I shall refrain from wet jokes.
Let them eat moist cakes!
Sorry.
Fash grew up in Park Slope, Brooklyn, one of seven children. When she was 10, her parents rented a bungalow on 93rd St. in Rockaway at the recommendation of one of her father’s co-workers at Con Ed.
I have worked on Park Slope, Brooklyn running a newsstand. The Con Ed joke … lol … “you’re a fucking conman!” he keeps yelling.
A “horn” is a first-year guard, subject to hazing — which, in Fash’s day, ranged from cruel to humiliating to criminal. One of her friends was forcibly stripped of her bathing suit; another was hospitalized after being slathered with toxic paint.A “bathtub case” involves a rescue before a swimmer is actually in trouble. “DFD” refers to a person who is “down for the day.”
Not to worry, “a bathtub case” is not the scene from Cloud Atlas. Nor is it a scene where one actor tries to drown another in a bathtub. Or where American Psycho emerges with the knife. Or where you lose your hair dryer. Bathtubs and movies don’t go well together for some strange reason.
Are we DFD yet? Cause I am keep going.
“I hit my head against the wall so many times,” Fash said. “It taught me a lot about writing letters and keeping people accountable.”
Ray this one’s for you.
We see Fash chasing down a guy who robbed a hot dog vendor; co-workers doing cocaine in their shack; and a band of lifeguards, known as the Justice League, investigating the longtime union boss who is the villain of the story.

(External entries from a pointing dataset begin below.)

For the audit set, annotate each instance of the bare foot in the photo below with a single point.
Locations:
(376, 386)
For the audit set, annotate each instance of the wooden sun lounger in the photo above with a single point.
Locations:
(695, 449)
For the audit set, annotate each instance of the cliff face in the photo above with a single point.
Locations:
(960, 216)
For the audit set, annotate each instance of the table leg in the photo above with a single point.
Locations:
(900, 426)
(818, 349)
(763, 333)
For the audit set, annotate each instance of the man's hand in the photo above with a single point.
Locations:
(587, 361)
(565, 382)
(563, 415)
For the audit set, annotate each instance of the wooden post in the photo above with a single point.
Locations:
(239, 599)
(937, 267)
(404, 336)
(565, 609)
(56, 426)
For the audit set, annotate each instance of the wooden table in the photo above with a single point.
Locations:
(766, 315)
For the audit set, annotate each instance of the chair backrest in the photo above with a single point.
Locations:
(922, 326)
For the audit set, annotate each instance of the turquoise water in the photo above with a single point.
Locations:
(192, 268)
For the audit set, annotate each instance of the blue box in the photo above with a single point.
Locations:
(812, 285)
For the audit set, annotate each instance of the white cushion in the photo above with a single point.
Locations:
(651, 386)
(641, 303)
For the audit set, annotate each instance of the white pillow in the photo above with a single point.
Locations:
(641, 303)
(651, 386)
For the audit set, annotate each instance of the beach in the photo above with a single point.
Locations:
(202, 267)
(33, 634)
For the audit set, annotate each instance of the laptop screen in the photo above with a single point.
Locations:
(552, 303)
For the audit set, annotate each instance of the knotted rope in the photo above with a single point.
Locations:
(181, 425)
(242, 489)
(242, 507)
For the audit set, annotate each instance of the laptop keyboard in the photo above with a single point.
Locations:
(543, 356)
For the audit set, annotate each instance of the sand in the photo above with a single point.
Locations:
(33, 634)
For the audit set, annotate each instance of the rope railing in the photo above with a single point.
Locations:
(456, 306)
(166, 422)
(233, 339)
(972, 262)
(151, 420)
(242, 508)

That I couldn’t have predicted: a union boss and a chief lifeguard. For that love story alone I should probably get the book.
The sun was directly overhead when I started typing. It is now a bit more westward. Only by a few degrees. Cloudless day 74 degrees and perfect. I am sitting outside near the Koi Pond area. People are having picnics and visiting.
I’d watch that movie with Racist Tree Aliens. Then again, I think someday someone like them will start a new political party and say “Fuck the System!”